Drug companies calculatingly cashing in on peoples desperation and suffering.  They should be ashamed.


----------



## QuickSilver (Sep 19, 2015)

The doc prescribed paxil for me after my husband died.  I took it for about 6 months but weaned myself off because I didn't like the side effects.  I'm normally a very even keel person with very few mood swings or ups and downs.


----------



## Don M. (Sep 19, 2015)

If the truth were known, many of the prescribed drugs are almost as dangerous as the illness they are "supposed" to be treating.  There has been an ongoing problem, for years, with doctors prescribing excess amounts of drugs primarily for the "Kickbacks" they get from the drug companies.  A web-site, ProPublica.org. has been tracking these Kickbacks, for years, and a patient would be well advised to key in their doctors name on this site, to see if they are being treated by such a doctor.  

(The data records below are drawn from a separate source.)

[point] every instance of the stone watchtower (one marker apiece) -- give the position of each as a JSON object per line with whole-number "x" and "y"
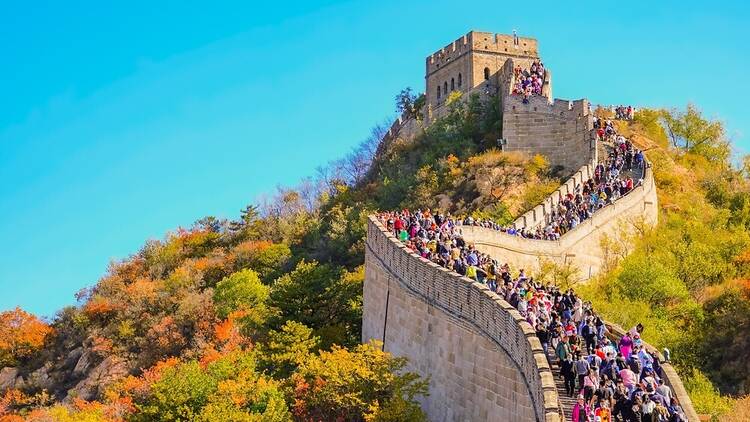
{"x": 474, "y": 63}
{"x": 483, "y": 63}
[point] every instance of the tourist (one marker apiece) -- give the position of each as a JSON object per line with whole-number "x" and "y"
{"x": 581, "y": 411}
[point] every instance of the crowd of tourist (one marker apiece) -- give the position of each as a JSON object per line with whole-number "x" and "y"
{"x": 530, "y": 81}
{"x": 611, "y": 380}
{"x": 624, "y": 112}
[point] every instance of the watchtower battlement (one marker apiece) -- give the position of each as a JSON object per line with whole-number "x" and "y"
{"x": 475, "y": 62}
{"x": 485, "y": 42}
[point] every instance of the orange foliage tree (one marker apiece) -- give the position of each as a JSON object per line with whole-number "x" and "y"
{"x": 21, "y": 335}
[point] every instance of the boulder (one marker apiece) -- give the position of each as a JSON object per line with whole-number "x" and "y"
{"x": 8, "y": 376}
{"x": 109, "y": 371}
{"x": 85, "y": 361}
{"x": 41, "y": 378}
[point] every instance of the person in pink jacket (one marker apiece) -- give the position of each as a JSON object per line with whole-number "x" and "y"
{"x": 581, "y": 410}
{"x": 626, "y": 346}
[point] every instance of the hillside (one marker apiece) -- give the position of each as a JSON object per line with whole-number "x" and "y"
{"x": 259, "y": 318}
{"x": 266, "y": 307}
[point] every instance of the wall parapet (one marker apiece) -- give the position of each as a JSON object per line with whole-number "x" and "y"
{"x": 579, "y": 246}
{"x": 472, "y": 304}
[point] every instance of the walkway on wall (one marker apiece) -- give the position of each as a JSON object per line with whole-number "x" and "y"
{"x": 566, "y": 402}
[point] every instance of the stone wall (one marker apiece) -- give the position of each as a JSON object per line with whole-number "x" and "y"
{"x": 562, "y": 130}
{"x": 484, "y": 361}
{"x": 538, "y": 215}
{"x": 465, "y": 60}
{"x": 580, "y": 246}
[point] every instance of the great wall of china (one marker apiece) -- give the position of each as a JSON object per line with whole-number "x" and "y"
{"x": 483, "y": 359}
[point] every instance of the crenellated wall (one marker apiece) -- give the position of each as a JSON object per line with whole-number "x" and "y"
{"x": 580, "y": 246}
{"x": 484, "y": 361}
{"x": 561, "y": 130}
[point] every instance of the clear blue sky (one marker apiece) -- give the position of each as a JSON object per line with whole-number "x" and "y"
{"x": 118, "y": 123}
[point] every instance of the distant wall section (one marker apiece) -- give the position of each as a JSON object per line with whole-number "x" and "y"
{"x": 581, "y": 246}
{"x": 484, "y": 361}
{"x": 562, "y": 130}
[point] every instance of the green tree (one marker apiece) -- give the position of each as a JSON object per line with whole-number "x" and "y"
{"x": 284, "y": 350}
{"x": 362, "y": 384}
{"x": 226, "y": 389}
{"x": 323, "y": 297}
{"x": 242, "y": 291}
{"x": 690, "y": 130}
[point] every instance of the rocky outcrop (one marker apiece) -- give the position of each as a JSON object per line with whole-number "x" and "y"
{"x": 109, "y": 371}
{"x": 9, "y": 378}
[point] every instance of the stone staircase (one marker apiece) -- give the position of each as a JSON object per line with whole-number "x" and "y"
{"x": 566, "y": 402}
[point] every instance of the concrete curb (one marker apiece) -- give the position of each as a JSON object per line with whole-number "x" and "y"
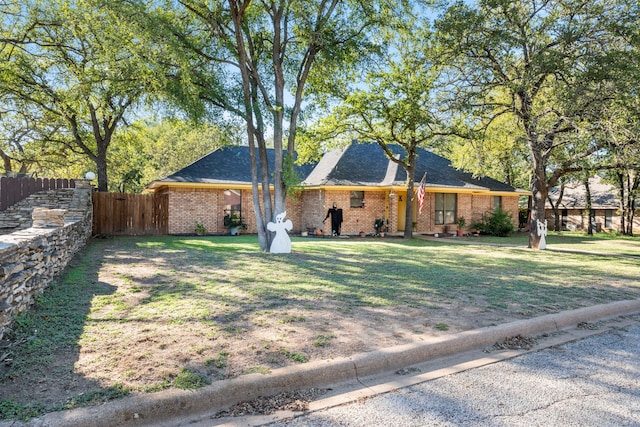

Just listening to the possible side effects of these drugs, on the endless "Ask Your Doctor" tv ads, should be sufficient to raise a Red Flag in a patients mind.


----------



## QuickSilver (Sep 19, 2015)

I tend to disagree about the kickback thing.   One is lead to believe that huge sums of money are involved... That is not true.. I am familiar with that website Don..  Most of the "kickbacks" referred to could be a dinner meeting or some other item of low value.. like a coffee mug.   I have heard docs talk about this.


----------



## Don M. (Sep 19, 2015)

ProPublica is just one of many sources which are tracking this "relationship" between doctors and drug companies.  If you Google "doctors receiving kickbacks from the drug companies", you can find dozens of reports.  Where there is "smoke", there is usually "fire".  Here is a recent report that says the amount of kickbacks is now over 3.5 billion dollars.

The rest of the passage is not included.